An incorrect decision can either mean that the company incorrectly underclaims or overclaims and is liable for a penalty from HMRC.
Official EPW Definition
The official definition of an EPW from HMRC can be found at 'CTA09/S1128', which is as follows:
A person is an externally provided worker in relation to the claimant company if the following conditions are satisfied:
he is an individual (not a company)
he is not a director or employee of the company
he personally provides or is under an obligation personally to provide, services to the company
he is subject to (or to the right of) supervision, direction or control by the company as to the manner in which those services are provided
his services are supplied to the company by or through the staff provider or staff controller (whether or not he is a director or employee of the staff provider or staff controller or any other person)
he provides or is under an obligation to provide, those services personally to the company under the terms of a contract between him and the staff provider. (applies only to 31 March 2012. See below)
the provision of those services does not constitute the carrying on of activities contracted out by the company, see CIRD84200
Official Subcontract Definition
HMRC's definition of a subcontracted relationship, for R&D Tax purposes, can be found at CIRD84250. This definition is:
Where there is a contract between persons for R&D activities to be carried out by one for the other, then the R&D activities have been subcontracted. A contract to provide services rather than to undertake a specific part of the activities is not subcontracted R&D. Nor is a contract of personal employment.
Comparison of EPWs and Subcontracts
In many cases, the EPW versus Subcontract assessment is not straightforward and a subjective assessment needs to be made.
Essentially, where a company has engaged a third-party for resources to augment their R&D team (e.g. a body shopping arrangement), then this is likely to be an EPW arrangement.
However, where a company is paying for another company to undertake R&D on their behalf and then present a working deliverable back, then this would be known as a subcontract relationship.
The following traits are indicative of typical EPW and Subcontract relationships. None of these is officially required (see official definitions above), as in many cases an EPW relationship can have some traits of a subcontract relationship (and vice versa).
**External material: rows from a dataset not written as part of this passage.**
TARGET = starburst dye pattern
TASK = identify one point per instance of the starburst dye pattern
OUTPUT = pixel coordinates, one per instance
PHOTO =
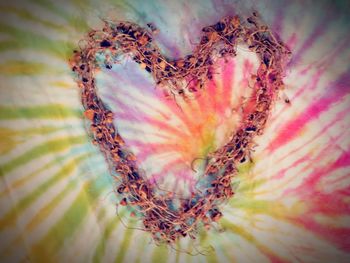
(171, 136)
(291, 205)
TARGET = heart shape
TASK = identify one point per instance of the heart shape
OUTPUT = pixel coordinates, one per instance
(164, 218)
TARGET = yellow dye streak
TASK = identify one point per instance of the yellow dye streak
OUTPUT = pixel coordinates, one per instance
(19, 67)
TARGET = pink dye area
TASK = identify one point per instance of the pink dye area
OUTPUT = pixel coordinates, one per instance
(170, 136)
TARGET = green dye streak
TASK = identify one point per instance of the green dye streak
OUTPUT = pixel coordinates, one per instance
(125, 244)
(74, 20)
(26, 39)
(27, 68)
(46, 210)
(69, 224)
(66, 170)
(65, 228)
(53, 146)
(30, 176)
(52, 111)
(101, 247)
(160, 254)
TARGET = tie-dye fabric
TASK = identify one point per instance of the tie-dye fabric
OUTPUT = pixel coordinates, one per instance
(57, 204)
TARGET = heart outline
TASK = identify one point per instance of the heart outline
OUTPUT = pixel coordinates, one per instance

However, we find that they are very useful for helping differential between the relationships.
Contract based on a Time and Materials (T&M) based fee
May involve contracted individuals working at one of your company's sites
Engagement letter that is short in length, referencing people or capacity rather than deliverables
Your team may be testing the end result of the R&D (or working collaboratively with contracted individuals to test the outcome of the R&D)
The contract specifies payment in exchange for fixed price deliverables
3rd parties working at their own site
Engagement letter that is fairly long, referencing specific capabilities to be delivered
The third-party may be testing the R&D and delivering the outcome of the R&D back to your company
Which Relationships Can be Included in an R&D Tax Credits Claim
Each of the three regimes (SME, RDEC and RDA) has slightly different rules for which costs can be included.
For the SME and RDA regimes, both EPWs and Subcontracted costs can be included within a claim.
For the RDEC regime, only EPW costs can be included. This means that the classification of 3rd party costs between EPW and Subcontract is especially important.
If the third-party is part of your group of companies, then it will either be known as a Connected Party EPW or a Connected Party Subcontract. Connected parties receive beneficial claim rates.
The rate for inclusion in both types of relationship is the same, however, it depends on both the level of qualifying activity the third-party was undertaking and the regime that is being claimed under.
For RDA claims, third parties can be included at the proportion that the company worked on qualifying R&D activities
For SME and RDEC claims third parties (that are unconnected) need to be included at 65% multiplied by their level of eligibility (this is required by HMRC to strip out any overheads of dealing with a third-party company)
Required Claim Support
Often the EPW vs Subcontract assessment is done by the R&D projects competent professionals - who are close to the project and understand the types of activities undertaken by the suppliers. In most cases, this is sufficient for HMRC.
However, in the cases where the decision is material (particularly on large RDEC claims) and where the relationship does not clearly fall into one of the categories, HMRC often request to see the official contract between the companies. They will then review the contract to see how it relates to the indicating factors above.
In many cases, the actual working relationship between two companies is different from the contractual relationship. Where this applies, companies should pro-activity address this with HMRC and provide support if necessary (which very much depends on the magnitude of the portion of the claim).